As managed care organizations worked on how they could prioritize pricing over medical decisions they came up with various plans to “manage” how physicians prescribed medications. I was a member of two Pharmacy and Therapeutics Committees (P & T) that both had this as a goal. One of those committees had a much stricter mandate in terms of saving money. The basic strategy used by that committee was to place a drug “on formulary” or “off formulary”. If it was “off formulary” it was not available to any doctors within the HMO to prescribe.
The idea that all drugs within a class that had the same purported mechanism of action ruled the day. As an example, all of the selective serotonin reuptake inhibitors (fluoxetine, paroxetine, sertraline, citalopram, escitalopram, fluvoxamine) would be considered equivalent medications and the committee would decide to place the least expensive ones on the formulary. At the time, the major controversy was fluoxetine because there was no generic brand available and the company that produced it was notorious for not negotiating prices with hospitals and health care systems. There was an eventual appeal by psychiatrists who presented to the committee on the unique qualities of fluoxetine. At the time it was the only medication studied in adolescent depression for example. Eventually a rule was passed that it was nonformulary for any physician who was not a psychiatrist.
The total cost of the drug was more of a consideration than the absolute price. Very expensive drugs were approved that had questionable endpoints based on the fact that utilization would be low and that advocates for a particular untreatable illness would want it. So the decision of the committee and their mandate was to reduce the use of relatively more expensive drugs that would be used fairly frequently. In some cases, the off formulary drugs were available by “prior authorization” meaning that the prescribing physician needed to usually write up an appeal and fax it to the pharmacy or health plan and in some cases make additional calls.

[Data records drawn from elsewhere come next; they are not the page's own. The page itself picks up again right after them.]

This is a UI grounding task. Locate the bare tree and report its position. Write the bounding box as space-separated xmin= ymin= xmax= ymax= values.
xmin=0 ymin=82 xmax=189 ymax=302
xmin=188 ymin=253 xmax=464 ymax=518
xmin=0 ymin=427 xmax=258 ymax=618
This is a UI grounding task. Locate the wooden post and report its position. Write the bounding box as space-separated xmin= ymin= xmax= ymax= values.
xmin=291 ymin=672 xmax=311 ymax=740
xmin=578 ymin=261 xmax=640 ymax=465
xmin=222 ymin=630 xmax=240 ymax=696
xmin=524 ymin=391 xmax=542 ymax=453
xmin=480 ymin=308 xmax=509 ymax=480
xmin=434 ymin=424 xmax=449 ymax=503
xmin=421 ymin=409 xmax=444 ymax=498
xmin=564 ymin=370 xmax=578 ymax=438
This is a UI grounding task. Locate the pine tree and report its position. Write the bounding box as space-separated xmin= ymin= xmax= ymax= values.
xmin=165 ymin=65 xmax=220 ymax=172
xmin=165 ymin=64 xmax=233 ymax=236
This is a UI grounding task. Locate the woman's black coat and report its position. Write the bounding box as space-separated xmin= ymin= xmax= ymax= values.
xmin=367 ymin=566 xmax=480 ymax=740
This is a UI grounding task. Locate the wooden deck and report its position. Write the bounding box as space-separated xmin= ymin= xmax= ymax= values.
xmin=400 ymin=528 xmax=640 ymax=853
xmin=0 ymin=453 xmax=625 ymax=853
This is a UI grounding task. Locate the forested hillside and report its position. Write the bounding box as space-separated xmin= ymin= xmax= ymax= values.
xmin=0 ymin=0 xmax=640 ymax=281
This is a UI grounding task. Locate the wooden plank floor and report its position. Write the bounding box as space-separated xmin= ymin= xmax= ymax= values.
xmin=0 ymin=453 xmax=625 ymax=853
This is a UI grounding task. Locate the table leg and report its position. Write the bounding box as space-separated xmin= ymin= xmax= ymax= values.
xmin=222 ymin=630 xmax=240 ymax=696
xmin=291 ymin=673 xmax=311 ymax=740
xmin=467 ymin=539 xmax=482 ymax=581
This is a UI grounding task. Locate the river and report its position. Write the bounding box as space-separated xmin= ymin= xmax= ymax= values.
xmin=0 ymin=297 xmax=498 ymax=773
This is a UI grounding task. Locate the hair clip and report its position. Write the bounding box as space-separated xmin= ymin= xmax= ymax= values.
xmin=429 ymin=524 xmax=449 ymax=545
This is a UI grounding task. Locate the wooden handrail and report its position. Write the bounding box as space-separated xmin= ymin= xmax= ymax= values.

The health care business has a long history of introducing layers and layers of management driven largely by the amount of money involved. If you can successfully insert more management for even a small percentage of the available health care dollars you will potentially have a multi billion dollar business. The management of pharmaceuticals is no exception and the Pharmacy Benefit Manager or PBM was born. The task of the PBM like the task of a P & T Committee is to control the prescribing physician and force them to choose a medication based on the lowest cost. Individual variation between patients and all of the other variables that physicians have to take into account do not matter. If the physician or the patient thinks that they do – it will take a prior authorization for the alternate medication.
The PBM model was designed from the outset to take a central role in the management of prescription drugs by replacing the relationship that the patient has with their health plan, their pharmacist, and even their physician. How do I know this? Take a look at their game plan from an internal memo in the diagram below. This diagram was taken from an internal memo from over 15 years ago. The structure depicted in the diagram is the system of care that exists today and the one that 95% of patient have their benefits managed through
The prior authorization fallacy is essentially the same as the utilization review fallacy. The most charitable interpretation is that it assumes that a person who is not necessarily a physician and who has no personal responsibility for your care can substitute their judgment based on a cost consideration.
The diagram is also instructive in the way that the prescribing decision (and the dispensing decision) is trivialized as a "habit" rather than a decision that takes into account the evaluation and personal knowledge of the individual patient.
Today all physicians are routinely subjected to prior authorization procedures that waste significant amounts of their time and the time of their staff in order to make seem like the PBM decision has some degree of medical legitimacy. The cost to medical practices is huge and completely unnecessary. If PBMs are really businesses there is really no legitimate reason that they need to include physicians in their decisions of what medication should be covered. They just need to plainly state that to their patients and deal with the public relations problems instead of wasting about one million hours of physician time per week. In the weeks that follow I will demonstrate just how far this business plan has infiltrated medicine and psychiatry and what the response has been to date.